Em meados de setembro, o líder do partido, Odair Cunha (MG), criou um certo mal-estar ao avançar o sinal e anunciar que a bancada petista iria decidir sobre o apoio à candidatura de Hugo Motta. Após o anúncio, a presidente do PT, Gleisi Hoffmann, e o ministro Rui Costa entraram em ação para tentar amenizar o descontentamento do União Brasil de Elmar, que é da base do governo e, claro, não gostou da declaração.

Na sequência, Elmar teve reunião com o ministro Costa no Planalto e almoçou com Gleisi.

Como o governo não tem maioria na Câmara, a decisão sobre quem sairá vitorioso não passa necessariamente pelo palácio, muito embora alguns fatores que têm o Poder Executivo no centro do debate devam ser essenciais para o resultado.

É o caso da crise das emendas, que pôs o Planalto e o Congresso em rota de colisão. O governo reclama que uma parte significativa do orçamento está nas mãos dos parlamentares, o que inviabiliza em parte a execução dos seus projetos.

Partindo de decisões monocráticas do ministro Flávio Dino, até recentemente integrante do primeiro escalão de Lula, o STF suspendeu o modelo que vinha prevalecendo, o que agradou ao Planalto. Para evitar maiores rusgas, foi preciso fazer um acordo com o Congresso para ficar numa espécie de meio-termo, mas o resultado prático desse acordo ainda é incerto e pode pesar na disputa de fevereiro.

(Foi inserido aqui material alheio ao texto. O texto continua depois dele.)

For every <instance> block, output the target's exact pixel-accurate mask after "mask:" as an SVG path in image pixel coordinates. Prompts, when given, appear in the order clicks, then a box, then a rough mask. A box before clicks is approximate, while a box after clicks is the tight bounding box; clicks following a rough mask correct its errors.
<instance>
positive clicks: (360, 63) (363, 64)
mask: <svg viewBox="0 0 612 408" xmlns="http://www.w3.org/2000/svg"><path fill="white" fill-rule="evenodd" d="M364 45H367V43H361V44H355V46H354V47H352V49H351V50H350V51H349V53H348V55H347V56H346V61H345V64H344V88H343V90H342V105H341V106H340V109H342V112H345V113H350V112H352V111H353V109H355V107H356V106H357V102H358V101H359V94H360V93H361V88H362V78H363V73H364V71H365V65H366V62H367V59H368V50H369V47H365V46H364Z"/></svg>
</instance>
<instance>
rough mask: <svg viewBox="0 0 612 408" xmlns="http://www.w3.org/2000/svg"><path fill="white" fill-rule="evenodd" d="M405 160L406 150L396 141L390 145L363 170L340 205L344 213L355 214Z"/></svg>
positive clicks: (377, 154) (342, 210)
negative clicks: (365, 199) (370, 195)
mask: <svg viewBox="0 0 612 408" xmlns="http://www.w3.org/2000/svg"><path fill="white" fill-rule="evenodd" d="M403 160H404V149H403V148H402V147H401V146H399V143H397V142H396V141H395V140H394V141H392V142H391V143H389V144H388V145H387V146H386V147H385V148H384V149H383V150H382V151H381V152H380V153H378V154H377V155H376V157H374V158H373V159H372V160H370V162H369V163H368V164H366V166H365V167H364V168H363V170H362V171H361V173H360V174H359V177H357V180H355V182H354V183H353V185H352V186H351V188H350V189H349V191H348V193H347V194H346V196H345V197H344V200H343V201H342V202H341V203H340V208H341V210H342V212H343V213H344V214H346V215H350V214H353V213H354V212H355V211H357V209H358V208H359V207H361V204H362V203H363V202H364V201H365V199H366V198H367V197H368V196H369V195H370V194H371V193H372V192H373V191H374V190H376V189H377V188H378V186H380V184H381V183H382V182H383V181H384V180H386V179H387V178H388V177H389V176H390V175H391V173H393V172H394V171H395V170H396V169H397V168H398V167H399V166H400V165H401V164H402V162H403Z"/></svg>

Outros fatores que devem influenciar na decisão são os resultados das eleições municipais deste ano, que vão reconfigurar a escala de grandeza dos partidos, e as tratativas para a sucessão no Senado – a eleição do amapaense Davi Alcolumbre, do União Brasil, é dada como certa. Há um certo consenso, tanto no governo quanto entre os parlamentares, em torno da ideia de que, para evitar concentração excessiva de poder, um mesmo partido não pode levar a presidência da Câmara e a do Senado. O jogo, porém, ainda está em aberto.